Another thing, maybe the best thing I learned from all this is EXERCISE. First it was just walking…up and down our staircase and around our house…basta panington lang…then around our block – with companion pa aron dili makuyawan…then two blocks, three, until I walk alone, until tibuok ciudad na (I’m from Ormoc) until I learned how to run…until karon, I know join mga fun runs and at all times finisher gyud ko…from 3K, nag 5K then 10K and I just want to go run and jog more. Exercise releases endorphins or what they call the “happy juice” so it’s a natural defense against anxiety, pain and depression….so that’s why I got addicted to it.
BEFORE I KNEW IT, I AM NOW BACK TO MY OLD ROUTINE – even better! I learned to appreciate life more, I learned how to smell and stop the roses, I learned to be thankful, I rediscovered Jesus, I learned that I am strong – I gained adifferent kind of self confidence – I mean sila kaha ang amg panic attack , I’m sure din a sila kahibalo mu dala! I learned to not take things way to seriously, I learned to appreciate the little things in life, I learned also that everything happens for a reason – and so I learned that this is happening so that I will learn the things that I learned in this learning experience that they call “PANIC ATTACK”.

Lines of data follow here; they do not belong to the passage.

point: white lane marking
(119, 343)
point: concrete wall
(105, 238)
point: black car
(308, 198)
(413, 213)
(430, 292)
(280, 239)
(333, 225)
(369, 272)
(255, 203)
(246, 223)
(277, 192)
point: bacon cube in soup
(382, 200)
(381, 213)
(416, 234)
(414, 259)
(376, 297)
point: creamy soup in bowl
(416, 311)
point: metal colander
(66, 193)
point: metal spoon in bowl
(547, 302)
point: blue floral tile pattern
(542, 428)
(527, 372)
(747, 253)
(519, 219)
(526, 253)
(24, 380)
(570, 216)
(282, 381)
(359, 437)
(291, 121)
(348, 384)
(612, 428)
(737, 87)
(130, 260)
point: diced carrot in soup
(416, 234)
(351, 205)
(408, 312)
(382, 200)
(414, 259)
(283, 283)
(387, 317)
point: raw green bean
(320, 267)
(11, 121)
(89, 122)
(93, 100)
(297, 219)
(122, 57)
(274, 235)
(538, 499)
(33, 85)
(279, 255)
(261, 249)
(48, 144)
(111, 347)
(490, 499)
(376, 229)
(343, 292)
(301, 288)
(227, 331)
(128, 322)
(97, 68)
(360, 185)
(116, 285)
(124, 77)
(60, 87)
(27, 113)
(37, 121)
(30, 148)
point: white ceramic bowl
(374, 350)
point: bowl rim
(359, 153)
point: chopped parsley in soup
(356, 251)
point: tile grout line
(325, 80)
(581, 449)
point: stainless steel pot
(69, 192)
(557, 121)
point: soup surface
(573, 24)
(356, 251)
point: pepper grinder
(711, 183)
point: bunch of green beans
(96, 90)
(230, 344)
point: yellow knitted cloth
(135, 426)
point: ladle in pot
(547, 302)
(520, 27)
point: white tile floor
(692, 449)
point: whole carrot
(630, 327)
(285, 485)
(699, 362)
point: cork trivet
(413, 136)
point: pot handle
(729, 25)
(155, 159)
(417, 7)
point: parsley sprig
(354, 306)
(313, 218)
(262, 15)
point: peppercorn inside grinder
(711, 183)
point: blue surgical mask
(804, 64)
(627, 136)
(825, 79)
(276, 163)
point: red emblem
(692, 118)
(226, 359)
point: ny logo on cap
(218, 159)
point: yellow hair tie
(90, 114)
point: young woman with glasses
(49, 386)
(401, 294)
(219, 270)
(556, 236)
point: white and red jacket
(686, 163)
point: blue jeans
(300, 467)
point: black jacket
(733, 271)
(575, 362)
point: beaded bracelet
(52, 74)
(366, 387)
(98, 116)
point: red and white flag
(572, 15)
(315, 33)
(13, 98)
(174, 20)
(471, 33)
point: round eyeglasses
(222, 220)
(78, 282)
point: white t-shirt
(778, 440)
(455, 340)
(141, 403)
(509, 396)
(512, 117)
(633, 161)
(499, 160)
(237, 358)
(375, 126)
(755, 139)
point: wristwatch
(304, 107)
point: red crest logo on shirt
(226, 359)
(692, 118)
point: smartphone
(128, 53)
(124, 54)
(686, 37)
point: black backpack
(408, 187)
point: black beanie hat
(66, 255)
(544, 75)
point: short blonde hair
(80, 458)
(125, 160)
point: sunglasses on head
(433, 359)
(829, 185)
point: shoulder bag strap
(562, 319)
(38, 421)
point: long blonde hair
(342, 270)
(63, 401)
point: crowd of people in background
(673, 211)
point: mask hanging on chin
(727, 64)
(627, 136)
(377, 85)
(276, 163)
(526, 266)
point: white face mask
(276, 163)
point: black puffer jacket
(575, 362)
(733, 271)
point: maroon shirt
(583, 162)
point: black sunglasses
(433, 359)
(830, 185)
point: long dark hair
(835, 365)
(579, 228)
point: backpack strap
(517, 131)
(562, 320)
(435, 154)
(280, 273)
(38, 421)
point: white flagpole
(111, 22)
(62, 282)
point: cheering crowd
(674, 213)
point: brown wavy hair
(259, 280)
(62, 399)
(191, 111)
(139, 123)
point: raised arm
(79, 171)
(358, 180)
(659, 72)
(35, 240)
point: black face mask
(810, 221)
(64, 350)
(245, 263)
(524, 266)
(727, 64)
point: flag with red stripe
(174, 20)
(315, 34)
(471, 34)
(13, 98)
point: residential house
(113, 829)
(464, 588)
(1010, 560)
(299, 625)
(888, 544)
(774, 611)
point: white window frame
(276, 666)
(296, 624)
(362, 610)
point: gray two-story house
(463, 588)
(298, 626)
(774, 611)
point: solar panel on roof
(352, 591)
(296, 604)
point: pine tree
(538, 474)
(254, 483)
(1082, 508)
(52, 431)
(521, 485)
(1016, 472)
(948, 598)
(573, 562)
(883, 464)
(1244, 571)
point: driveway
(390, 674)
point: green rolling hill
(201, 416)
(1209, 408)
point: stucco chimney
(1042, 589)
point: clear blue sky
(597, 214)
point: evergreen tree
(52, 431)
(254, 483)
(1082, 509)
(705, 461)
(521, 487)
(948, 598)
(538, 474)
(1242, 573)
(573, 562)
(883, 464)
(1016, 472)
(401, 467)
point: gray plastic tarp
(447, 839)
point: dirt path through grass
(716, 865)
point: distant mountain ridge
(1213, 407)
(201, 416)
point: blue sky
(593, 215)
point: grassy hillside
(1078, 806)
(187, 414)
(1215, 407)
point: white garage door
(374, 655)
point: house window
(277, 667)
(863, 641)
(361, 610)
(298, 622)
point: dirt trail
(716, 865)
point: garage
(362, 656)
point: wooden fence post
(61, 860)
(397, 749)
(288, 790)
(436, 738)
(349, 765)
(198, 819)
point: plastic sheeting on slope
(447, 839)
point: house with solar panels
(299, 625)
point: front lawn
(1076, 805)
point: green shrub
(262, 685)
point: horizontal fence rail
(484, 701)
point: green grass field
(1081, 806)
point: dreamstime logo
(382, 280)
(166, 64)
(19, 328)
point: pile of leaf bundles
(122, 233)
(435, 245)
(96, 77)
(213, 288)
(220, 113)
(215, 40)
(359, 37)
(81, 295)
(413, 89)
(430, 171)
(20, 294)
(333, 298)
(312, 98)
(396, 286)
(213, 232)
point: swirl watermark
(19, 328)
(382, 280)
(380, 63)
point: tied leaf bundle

To sufferers out there – believe in yourself. Pray. Ayaw padaug. Exercise. Go out. Enjoy life! Ayaw pang-gaa pag ayo ang imong sakit. Do not rely on prescription medicine. Learn to love yourself. Challenge yourself everyday – but don’t push yourself too much—one step at a time. And when you get out of all that’s happening to you know – MAKATAWA NALANG KA SA IMONG NA AGI-AN.
Again, naa ni rason why we suffer this – maybe a way to tell us to slow down? O to get out of our shell? Learn the reason why – and you will not learn it if you just sit there and do nothing…ACT NOW! GO OUT, WALK, RUN, SMILE, TALK TO PEOPLE AROUND YOU, CHALLENGE YOURSELF TODAY.
Ask your cardiologist about Atenolol to help you with palpitations.
Last edited by Galadriel; 10-25-2010 at 03:35 PM.
unsa na age mo start ni siya? kay naa koy cousin nag suffer daw siya ani... support kaayo ko kung naay group ma form ani para maka apil to ako cousin. more power to this thread.